En effet, si nous applaudissons le dynamisme qui caractérise ces compatriotes (à la lumière des différentes actions menées sur le terrain) il nous parait toutefois juste de nous interroger dans le cadre cet article, sur l’objectivité, ou plus encore sur la « sincérité » d’une telle motion de soutien, lorsque nombre de publications faites sur les réseaux sociaux en ligne nous rappellent que certains de ces jeunes qui aujourd’hui constituent la fine fleur de l’entrepreneuriat au niveau local, avaient ouvertement soutenu l’actuel chef de l’Etat lors des élections présidentielles de 2016, et/ou sont actuellement membres de l’AJEV [9] ; cette association que nombreux observateurs considèrent aujourd’hui comme la plus grande force politique engagée auprès de la première institution politique du pays.

Doit-on y voir là un véritable soutien empreint de sincérité ? Ou plutôt une simple correspondance avec cette célèbre maxime : « je chante celui dont je mange le pain ! »

Et que dire de l’actuel président du conseil national de la jeunesse qui, lors de son récent passage sur le plateau de Gabon 24, a également préconisé l’entreprenariat au titre des réponses pour lutter contre le chômage des jeunes. Nous déplorons là encore le fait que le « premier » porte-parole de la jeunesse gabonaise a étrangement omis de nous dire ce que le CNJ pose comme actions sur le terrain, afin d’emmener de plus en plus de jeunes à se dire à la suite du coach Luc ONDIAS SOUNA : « c’est possible ! »

Poursuivons avec un autre fait, en évoquant la « confiscation » dont la semaine mondiale de l’entrepreneuriat (Édition 2018) a récemment été objet.
Invité sur les antennes d’une radio locale en effet, le président de l’ONG Agir Pour une Jeunesse Autonome (APJA) [10] s’était offusqué du fait que certaines personnalités politiques avaient profité de cette semaine dédiée à l’entrepreneuriat pour se mettre en avant, à travers notamment leurs visites fort médiatisées, dans certaines institutions scolaires de la capitale ; du Lycée national Léon Mba en passant par l’Institut Immaculée conception.

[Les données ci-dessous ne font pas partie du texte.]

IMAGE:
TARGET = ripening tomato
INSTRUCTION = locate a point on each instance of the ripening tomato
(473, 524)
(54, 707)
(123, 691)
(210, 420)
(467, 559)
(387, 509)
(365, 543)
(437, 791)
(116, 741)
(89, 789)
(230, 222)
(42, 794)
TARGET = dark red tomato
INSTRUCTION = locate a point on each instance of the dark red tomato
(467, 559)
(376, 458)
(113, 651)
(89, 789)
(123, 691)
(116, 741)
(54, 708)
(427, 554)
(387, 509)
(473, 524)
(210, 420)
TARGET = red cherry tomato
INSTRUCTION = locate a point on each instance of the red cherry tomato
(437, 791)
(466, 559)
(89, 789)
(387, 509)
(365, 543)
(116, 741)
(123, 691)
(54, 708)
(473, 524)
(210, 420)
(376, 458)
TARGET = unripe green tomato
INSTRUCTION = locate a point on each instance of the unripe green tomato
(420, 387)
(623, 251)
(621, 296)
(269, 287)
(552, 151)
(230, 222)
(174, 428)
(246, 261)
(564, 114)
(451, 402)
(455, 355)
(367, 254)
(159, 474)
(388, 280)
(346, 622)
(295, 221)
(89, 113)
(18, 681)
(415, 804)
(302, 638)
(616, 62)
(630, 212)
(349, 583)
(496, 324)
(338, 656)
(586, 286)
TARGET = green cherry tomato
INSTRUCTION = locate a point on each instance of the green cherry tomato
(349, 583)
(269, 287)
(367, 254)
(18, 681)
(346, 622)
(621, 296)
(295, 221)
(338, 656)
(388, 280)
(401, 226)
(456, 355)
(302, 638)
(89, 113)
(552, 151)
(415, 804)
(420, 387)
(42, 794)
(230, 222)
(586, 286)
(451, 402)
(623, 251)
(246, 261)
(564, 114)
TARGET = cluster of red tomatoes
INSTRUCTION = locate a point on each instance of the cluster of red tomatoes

Cette forte collusion entre le domaine entrepreneurial et les personnalités politiques proches du pouvoir éveille toutes sortes de suspicions, car pour le commun de gabonais, il est quasiment impossible de se réaliser dans ledit domaine sans pourtant être proche du régime politique en présence. Toute chose que le mouvement des entrepreneurs engagés "Wabouna" semble entretenir indirectement, car nombre de ses figures de proue sont dans l’imaginaire collectif présentés et décrits comme des fervents soutiens de l’actuel chef de l’Etat.

Quelques propositions :

Nous allons pour conclure, proposer (en termes de plaidoyer), quelques pistes de réflexion qui pourraient emmener les jeunes gabonais à tourner le dos à la Fonction publique enfin, et « penser entrepreneur » désormais.
Il faudrait pour ce faire :

- Dédier de façon exclusive un ou deux secteurs d’activités aux jeunes gabonais désireux de se lancer dans le domaine de l’entrepreneuriat.
« Les jeunes gabonais doivent de plus en plus opter pour l’entrepreneuriat ». Oui ! Mais dans quels secteurs ? Surtout lorsque nous constatons pour le déplorer, que l’ensemble du tissu économique national se trouve entre les mains de personnes originaires de certains pays amis. Il faut donc, loin de toute intention de procès en xénophobie, limiter la présence de non-gabonais dans certains secteurs d’activités. Ce qui, en plus de permettre une croissance économique partagée, offrira la possibilité à de nombreux jeunes de se réaliser sans pourtant faire face à une « concurrence étrangère » souvent déloyale.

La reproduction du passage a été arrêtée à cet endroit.